MARION –Republican gubernatorial candidate Terry Branstad was focused on business and job creation Tuesday when he announced his plans to eliminate the Iowa Department of Economic Development in favor of a public-private partnership, but it remains unclear how such a change would impact Linn County flood victims still plodding through a lengthy federal property buyout process.

Terry Branstad (photo by Dave Davidson, www.TEApublican.com)
Of the roughly 1,200 Cedar Rapids properties decimated by 2008 flooding that were identified by the city as being likely candidates for buyouts, only 37 had gone through closings as of Aug. 6. An additional 110 property owners have chosen not to participate in the buyout program. The vast majority of the buyouts — nearly 1,000 — are somewhere in the middle of the process and likely in the hands of the IDED employees that have been charged with completing necessary paperwork and processing the applications against federal duplication-of-benefits rules.
Most of those participating in the buyout program have waited months on official offers and buyout payments — and many have done so after their home was declared an imminent threat by the city and subsequently demolished.
Branstad told supporters gathered in Marion Tuesday that the state needs to “scrap the current dysfunctional and scandal-ridden IDED and replace it with a public-private entity” led by a yet unnamed chief executive officer and governed by a board that will be chaired by Kim Reynolds, Branstad’s running mate. The new entity, which would be named the Iowa Partnership for Economic Progress, is being touted by the campaign as a step toward its goal of creating 200,000 jobs.

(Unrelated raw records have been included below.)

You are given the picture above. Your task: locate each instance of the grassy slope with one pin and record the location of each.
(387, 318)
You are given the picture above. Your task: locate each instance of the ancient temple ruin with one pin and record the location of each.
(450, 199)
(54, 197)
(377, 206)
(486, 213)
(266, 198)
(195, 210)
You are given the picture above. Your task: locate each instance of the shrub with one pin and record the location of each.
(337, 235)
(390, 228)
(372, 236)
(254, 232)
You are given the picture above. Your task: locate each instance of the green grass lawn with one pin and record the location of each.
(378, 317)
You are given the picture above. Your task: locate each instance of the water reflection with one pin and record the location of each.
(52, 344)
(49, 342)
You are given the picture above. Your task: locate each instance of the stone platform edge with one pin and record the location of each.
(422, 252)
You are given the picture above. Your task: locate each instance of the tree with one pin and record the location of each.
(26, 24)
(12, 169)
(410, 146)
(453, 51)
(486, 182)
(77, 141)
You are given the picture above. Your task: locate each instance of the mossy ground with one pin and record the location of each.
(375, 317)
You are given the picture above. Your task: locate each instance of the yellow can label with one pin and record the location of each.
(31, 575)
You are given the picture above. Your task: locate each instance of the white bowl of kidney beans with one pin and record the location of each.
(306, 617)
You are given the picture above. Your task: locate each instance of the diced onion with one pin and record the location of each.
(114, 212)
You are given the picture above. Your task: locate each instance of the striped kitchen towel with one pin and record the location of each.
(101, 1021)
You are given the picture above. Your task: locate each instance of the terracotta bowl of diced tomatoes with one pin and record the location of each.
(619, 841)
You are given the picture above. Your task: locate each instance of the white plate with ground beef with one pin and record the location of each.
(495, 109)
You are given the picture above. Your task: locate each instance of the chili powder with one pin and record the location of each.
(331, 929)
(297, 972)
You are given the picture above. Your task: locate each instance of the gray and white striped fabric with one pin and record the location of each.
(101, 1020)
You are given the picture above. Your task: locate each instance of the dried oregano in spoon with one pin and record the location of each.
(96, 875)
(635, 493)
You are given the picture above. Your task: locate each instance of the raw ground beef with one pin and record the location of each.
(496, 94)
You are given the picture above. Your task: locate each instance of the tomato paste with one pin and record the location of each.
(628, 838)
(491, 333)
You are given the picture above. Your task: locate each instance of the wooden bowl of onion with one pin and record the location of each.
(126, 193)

When asked at the briefing if “scrapping” the department included the elimination of all 115 current departmental employees, Branstad said it was “too early to know.” Likewise, Branstad brushed off a question relating to the possibility of any eliminated state workers being allowed to reapply for positions within the new agency.
The Branstad briefing and additional program white paper were heavily focused on business enticement and retention. The existing IDED, however, fulfills a wide variety of services that are sometimes only peripherally related to that core mission. The Generation Iowa Commission and a state commission on volunteer service, for instance, also fall under the umbrella of the existing department. There is also, of course, the temporary task of integrating the rules and policies of three separate federal agencies in order to process the property buyouts.
When The Iowa Independent specifically asked in an e-mail message to the Branstad campaign how and if the change would impact ongoing property buyouts, spokesman Tim Albrecht parried to a discussion of Gov. Chet Culver’s I-JOBS bonding program.
In a second e-mail, The Iowa Independent clarified that any checks ultimately issued to property owners participating in the buyout program are reimbursed at the federal level through monies already awarded and obligated through the U.S. Department of Housing and Urban Development, and are not a part of I-JOBS funding. The campaign did not respond to the second request for information.
According to a white paper distributed by the campaign during the new program announcement , the public-private entity developed by Branstad would “benefit from a significant amount of increased flexibility and would allow our state-driven economic development efforts to benefit from the synergy of public-private cooperation.”
Branstad envisions the agency as predominantly taxpayer funded, but with significant stakeholders from the business community that can lead discussions and suggest which programs are working for businesses and which aren’t.
“Our economic development professionals must think and act like customer service representatives,” Branstad said, noting that he views this as only one piece of a complete “reworking of the bureaucratic structure of state government” that will “eliminate redundancies and road blocks in our regulatory and economic development efforts.”
Every economic development program and incentive currently a part of the state’s “tool box” must be re-examined, he said. Those determined to be inefficient will be tossed aside in favor of programs that work better for existing and future business interests in the state.
The current system, according to Branstad, is too complex, too slow and confuses existing and prospective businesses. He wants an approach similar to what has been adopted in other states such as Indiana that could be more easily translated to web and other online technologies.